The mentality of many medical professionals is they are insulted when a patient tries to tell them what's wrong with them, or may have strong suspicions based on the patient's own internet/medical symptom research. They DO NOT live and breathe that patient's experience every waking hour to truly understand what drives them and difficulties a person is experiencing. Until professionals can make a living, without government and insurance interference, by giving their patients the necessary time to explore any and all medical possibilities for the problem they are dealing with, the healthcare system AND SOCIETY will remain severely broken and ill, itself. Of course, medical professionals need to be (get) in the profession because they possess the commitment to truly serving the betterment of humanity and science, and not just the substantial paycheck, status or quality of life that profession might bring a person.

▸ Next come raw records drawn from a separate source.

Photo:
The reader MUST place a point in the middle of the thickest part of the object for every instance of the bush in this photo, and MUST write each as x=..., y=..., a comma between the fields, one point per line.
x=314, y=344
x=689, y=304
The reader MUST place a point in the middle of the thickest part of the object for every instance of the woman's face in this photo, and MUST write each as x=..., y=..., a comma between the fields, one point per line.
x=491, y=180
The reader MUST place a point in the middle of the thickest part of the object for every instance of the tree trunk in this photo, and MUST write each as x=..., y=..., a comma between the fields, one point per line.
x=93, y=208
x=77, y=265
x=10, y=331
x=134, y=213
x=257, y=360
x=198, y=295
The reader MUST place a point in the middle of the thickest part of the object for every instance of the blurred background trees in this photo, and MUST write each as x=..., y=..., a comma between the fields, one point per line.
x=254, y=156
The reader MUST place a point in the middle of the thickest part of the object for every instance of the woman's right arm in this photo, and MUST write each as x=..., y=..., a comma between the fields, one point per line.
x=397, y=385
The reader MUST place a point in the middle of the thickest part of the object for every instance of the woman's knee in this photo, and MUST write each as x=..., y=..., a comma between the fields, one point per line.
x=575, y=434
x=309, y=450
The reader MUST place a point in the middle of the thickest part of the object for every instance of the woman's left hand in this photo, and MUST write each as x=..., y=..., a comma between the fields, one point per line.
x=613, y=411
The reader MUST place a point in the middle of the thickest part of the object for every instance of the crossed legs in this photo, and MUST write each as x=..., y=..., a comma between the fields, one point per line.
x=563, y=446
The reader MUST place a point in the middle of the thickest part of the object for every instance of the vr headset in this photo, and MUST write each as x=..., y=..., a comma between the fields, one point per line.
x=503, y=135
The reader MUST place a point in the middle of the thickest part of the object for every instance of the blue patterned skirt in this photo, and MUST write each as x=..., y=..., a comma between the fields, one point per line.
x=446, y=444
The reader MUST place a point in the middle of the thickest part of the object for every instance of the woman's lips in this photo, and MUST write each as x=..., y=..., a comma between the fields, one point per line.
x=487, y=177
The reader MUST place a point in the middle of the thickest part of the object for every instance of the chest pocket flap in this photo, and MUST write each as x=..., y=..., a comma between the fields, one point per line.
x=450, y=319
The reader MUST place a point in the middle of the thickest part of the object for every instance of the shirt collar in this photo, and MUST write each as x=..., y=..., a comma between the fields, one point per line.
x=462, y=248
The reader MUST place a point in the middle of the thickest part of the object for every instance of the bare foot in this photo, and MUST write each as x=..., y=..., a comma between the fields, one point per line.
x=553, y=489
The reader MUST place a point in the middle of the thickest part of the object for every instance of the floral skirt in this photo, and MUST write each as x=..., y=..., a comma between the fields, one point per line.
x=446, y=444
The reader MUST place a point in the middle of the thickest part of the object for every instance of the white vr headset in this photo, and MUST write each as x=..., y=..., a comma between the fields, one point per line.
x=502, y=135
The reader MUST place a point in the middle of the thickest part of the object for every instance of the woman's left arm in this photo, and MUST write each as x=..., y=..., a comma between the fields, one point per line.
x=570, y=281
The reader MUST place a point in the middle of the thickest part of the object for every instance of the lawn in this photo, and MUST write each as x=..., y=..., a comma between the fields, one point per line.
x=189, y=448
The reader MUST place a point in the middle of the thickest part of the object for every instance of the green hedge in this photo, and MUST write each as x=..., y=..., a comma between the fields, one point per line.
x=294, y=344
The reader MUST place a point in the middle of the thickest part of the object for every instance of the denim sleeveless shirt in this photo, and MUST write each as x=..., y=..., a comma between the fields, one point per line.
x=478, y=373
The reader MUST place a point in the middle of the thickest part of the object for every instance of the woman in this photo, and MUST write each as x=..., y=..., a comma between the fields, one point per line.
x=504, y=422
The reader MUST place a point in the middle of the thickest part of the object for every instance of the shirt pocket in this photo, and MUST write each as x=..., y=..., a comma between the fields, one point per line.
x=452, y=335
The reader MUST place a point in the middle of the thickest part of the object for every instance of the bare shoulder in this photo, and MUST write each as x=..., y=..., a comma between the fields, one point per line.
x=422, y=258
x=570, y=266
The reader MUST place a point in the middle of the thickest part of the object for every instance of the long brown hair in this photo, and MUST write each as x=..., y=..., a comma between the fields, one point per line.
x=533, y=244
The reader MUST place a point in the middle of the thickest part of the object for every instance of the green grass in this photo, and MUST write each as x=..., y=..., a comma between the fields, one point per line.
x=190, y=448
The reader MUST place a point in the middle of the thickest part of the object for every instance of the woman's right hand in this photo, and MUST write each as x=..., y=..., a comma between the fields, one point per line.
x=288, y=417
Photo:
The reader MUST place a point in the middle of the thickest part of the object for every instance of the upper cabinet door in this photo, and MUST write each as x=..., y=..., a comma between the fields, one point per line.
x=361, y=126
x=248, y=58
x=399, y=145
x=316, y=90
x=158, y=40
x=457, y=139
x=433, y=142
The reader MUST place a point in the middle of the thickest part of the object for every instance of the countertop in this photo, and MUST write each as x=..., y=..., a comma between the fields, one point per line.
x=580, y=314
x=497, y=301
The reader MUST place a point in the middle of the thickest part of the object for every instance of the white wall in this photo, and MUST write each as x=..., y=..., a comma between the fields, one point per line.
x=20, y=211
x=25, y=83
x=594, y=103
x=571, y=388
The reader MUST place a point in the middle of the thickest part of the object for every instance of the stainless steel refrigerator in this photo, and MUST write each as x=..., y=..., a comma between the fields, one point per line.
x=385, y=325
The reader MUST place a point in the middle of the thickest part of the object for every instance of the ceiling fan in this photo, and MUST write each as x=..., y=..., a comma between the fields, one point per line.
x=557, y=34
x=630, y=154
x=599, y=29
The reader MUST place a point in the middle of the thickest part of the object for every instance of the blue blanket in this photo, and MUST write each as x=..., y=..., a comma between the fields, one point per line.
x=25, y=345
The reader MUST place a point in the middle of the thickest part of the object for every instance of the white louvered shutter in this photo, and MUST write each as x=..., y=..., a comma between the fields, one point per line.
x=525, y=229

I didn't mean to write this much to address these issues. This started out as an email to the Times-Call staff writer who wrote the story mentioned; to feed him another perspective other than that of Rebecca and her Longmont psychiatrist, and maybe reach out to Rebecca regarding the “truths” I've disclosed here, which might provide her with additional options in finding personal fulfillment, truth and happiness in her life. Her present existence is not humane for her or fair to her husband and other family members; especially if new awareness can lead her (others) down a new path towards optimism.